I look around the room and feel grateful to be part of such a rich movement of inspired dedicated individuals. Everywhere I look, someone is helping somebody solve the latest problem, or sharing a laugh, or furiously coding to wrap up their project so they have something to show. At the showcase a wide range of projects are demoed to cheers and claps. There’s an API documentation website that has been worked on alongside a remote attendee who couldn’t make it to Prague ISBN scanners; text recognition services; and an app that let’s you tell Siri to edit Wikipedia. It’s invaluable to see where everyone’s passions lie; to learn what’s possible and to find ways to make things better. I leave this hackathon energized and inspired and be part of something so unique and proud of my organization for helping make this happen.

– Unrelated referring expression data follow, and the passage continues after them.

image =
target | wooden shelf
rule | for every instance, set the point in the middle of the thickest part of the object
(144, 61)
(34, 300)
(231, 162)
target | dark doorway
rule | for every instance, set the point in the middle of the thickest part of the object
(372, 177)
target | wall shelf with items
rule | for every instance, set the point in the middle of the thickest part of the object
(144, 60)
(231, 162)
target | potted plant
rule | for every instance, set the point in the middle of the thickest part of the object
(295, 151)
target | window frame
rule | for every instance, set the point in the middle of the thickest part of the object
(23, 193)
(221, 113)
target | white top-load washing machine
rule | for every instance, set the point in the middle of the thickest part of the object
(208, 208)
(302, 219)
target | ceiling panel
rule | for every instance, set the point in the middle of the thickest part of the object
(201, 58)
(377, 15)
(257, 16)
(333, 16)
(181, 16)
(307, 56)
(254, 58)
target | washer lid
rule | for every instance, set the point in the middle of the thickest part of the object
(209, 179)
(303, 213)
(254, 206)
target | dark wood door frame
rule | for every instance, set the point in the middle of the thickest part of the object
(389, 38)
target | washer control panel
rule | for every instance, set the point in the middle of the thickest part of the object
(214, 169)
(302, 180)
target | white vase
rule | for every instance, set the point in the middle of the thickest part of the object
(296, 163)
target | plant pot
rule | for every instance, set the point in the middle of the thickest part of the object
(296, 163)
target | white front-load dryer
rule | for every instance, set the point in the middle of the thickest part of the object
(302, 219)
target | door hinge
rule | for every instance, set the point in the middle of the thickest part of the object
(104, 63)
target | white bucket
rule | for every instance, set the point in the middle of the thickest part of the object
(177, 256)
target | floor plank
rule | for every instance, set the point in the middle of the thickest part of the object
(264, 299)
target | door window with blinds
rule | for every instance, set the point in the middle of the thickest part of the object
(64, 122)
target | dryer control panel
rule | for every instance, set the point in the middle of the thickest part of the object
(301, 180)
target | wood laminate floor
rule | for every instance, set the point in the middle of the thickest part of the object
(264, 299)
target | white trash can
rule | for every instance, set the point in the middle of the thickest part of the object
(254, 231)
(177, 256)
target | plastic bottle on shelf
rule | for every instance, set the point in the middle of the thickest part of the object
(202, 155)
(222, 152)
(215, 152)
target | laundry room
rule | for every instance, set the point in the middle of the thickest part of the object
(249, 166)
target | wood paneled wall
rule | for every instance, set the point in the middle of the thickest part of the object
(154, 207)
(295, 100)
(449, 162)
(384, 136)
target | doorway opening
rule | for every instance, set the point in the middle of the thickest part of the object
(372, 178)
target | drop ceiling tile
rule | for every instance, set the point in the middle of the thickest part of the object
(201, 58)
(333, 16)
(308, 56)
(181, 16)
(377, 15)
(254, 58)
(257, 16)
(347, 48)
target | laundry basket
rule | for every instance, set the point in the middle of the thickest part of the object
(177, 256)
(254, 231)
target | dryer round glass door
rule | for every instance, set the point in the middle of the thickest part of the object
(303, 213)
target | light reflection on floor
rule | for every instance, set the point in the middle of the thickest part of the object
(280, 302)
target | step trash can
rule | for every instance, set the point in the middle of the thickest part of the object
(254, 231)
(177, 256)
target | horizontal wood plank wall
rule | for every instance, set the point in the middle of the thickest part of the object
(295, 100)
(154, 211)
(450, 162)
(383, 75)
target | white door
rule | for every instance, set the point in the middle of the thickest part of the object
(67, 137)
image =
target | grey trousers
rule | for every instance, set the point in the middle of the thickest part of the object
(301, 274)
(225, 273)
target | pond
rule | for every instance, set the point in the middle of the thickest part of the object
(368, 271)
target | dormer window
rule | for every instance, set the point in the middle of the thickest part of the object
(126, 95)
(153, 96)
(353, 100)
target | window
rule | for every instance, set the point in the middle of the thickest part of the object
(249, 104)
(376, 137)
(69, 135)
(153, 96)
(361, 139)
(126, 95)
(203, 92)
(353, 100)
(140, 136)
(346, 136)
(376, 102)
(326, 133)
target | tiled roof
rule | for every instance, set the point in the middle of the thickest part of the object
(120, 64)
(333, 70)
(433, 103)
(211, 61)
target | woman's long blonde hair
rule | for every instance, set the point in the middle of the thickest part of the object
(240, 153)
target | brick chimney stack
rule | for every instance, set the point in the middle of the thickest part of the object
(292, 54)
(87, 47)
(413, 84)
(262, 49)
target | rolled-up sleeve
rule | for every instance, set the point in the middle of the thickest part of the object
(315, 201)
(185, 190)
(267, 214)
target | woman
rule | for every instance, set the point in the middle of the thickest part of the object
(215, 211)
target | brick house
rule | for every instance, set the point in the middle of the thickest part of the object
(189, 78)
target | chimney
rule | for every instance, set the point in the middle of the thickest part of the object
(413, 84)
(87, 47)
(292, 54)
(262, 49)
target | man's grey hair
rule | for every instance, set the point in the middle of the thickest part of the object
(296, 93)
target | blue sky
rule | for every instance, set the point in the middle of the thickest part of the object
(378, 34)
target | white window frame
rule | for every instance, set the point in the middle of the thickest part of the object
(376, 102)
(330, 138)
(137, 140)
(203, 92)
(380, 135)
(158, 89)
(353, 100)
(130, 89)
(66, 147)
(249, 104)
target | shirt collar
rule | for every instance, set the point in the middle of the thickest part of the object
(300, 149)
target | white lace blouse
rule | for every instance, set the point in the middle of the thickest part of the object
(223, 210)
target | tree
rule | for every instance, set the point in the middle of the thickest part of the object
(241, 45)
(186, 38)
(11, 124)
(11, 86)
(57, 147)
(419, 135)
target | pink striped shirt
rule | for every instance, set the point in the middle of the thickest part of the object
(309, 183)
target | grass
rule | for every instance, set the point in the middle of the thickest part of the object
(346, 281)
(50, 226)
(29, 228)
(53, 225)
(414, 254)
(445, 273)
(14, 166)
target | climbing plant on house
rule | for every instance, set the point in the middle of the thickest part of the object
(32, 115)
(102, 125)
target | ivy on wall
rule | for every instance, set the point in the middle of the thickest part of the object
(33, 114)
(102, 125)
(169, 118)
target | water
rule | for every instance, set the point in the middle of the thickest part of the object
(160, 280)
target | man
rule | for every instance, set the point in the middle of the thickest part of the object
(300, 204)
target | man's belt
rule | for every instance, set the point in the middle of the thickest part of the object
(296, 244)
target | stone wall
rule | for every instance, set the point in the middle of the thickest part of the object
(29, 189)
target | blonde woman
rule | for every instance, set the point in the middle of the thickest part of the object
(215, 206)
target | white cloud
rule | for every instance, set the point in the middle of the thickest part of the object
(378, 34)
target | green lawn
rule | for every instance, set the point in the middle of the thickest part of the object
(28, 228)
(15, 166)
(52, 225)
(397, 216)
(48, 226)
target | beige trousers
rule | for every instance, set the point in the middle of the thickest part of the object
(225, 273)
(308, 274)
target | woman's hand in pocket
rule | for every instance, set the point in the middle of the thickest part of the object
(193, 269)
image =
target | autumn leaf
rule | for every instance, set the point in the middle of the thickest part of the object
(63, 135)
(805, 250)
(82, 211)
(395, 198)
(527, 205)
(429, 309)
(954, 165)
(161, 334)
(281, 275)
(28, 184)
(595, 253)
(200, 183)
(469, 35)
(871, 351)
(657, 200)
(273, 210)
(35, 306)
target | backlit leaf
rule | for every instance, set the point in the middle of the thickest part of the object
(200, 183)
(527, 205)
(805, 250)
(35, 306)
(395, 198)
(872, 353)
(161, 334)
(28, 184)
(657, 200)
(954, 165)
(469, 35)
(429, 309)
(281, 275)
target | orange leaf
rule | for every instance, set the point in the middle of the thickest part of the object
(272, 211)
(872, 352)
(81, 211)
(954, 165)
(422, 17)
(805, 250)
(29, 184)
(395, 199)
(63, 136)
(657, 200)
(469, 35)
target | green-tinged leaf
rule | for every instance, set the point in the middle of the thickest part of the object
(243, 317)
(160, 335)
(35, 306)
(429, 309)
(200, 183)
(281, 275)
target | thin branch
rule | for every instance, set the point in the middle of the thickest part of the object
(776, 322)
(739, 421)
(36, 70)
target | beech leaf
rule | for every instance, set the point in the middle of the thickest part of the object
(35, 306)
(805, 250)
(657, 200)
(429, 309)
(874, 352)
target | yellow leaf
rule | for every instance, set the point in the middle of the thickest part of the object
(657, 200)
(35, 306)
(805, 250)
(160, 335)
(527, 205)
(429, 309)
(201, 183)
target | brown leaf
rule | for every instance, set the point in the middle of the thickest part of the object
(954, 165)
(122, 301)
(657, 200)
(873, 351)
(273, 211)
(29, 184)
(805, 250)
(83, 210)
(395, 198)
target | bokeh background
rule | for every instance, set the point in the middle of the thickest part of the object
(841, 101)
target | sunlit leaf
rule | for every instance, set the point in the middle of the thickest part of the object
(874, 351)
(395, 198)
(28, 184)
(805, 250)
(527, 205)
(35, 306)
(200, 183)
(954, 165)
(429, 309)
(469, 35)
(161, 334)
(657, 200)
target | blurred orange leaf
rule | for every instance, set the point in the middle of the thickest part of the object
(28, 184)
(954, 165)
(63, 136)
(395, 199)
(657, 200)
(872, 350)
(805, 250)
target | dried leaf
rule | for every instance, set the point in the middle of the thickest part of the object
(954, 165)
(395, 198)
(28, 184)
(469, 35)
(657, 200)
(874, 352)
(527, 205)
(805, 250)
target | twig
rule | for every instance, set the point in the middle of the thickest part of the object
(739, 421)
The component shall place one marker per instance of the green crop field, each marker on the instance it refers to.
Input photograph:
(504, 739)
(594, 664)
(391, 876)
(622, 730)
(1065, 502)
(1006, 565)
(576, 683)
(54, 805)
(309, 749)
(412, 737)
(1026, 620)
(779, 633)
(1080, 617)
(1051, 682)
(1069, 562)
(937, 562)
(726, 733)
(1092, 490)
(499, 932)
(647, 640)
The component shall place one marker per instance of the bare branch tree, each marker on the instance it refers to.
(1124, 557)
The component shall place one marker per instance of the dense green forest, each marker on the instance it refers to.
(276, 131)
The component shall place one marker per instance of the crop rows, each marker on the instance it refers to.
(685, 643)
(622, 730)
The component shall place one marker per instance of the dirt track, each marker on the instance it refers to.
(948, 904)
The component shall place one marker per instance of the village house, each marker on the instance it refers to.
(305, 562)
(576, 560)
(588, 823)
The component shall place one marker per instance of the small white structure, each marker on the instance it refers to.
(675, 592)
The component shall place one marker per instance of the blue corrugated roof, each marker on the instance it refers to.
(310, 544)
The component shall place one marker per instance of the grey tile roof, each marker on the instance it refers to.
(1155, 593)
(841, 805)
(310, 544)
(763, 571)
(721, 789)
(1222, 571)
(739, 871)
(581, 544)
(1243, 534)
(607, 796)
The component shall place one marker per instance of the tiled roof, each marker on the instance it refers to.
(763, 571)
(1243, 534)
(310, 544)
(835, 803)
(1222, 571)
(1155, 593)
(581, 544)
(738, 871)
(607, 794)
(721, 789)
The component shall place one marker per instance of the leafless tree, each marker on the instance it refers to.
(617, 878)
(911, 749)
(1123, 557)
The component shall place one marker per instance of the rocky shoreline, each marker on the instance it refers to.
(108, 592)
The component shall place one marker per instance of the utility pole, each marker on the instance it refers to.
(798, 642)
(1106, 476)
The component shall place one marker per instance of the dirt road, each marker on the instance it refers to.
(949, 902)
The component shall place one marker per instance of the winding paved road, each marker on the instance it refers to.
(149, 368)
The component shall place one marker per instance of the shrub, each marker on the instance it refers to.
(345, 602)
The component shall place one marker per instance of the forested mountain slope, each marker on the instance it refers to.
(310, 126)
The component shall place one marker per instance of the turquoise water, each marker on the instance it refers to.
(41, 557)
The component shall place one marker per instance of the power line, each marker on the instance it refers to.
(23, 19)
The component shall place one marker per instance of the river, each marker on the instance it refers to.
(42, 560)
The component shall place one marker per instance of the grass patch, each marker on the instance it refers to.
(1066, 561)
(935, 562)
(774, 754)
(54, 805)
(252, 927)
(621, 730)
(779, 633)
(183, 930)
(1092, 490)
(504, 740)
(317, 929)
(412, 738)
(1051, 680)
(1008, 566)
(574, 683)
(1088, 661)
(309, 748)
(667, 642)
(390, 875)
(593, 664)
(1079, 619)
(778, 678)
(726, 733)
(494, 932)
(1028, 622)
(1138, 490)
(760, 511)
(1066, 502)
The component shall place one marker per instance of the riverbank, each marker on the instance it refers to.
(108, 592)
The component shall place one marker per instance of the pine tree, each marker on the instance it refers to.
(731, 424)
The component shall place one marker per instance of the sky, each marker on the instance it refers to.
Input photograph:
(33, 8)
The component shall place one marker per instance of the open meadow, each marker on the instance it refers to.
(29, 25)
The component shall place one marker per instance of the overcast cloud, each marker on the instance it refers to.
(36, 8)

I get a message from Dario, an ex-work colleague (when you leave Wikimedia Foundation you don’t necessary leave the movement), who’s seen my iNaturalist prototype. Apparently my prototype has been enthusiastically shared by a hackathon participant and is now going viral with users uploading images. He has lots of user interface improvement suggestions. I guess I know what my next hobby project is going to be…
On the train, as I head to Budapest, I reflect on what makes a Wikimedia hackathon so special. I can only conclude that our volunteers are our customers and there’s nothing more valuable than getting face time with the people your software serves. Software doesn’t solve problems, people using the software solve problems. It’s easy to forget that sometimes.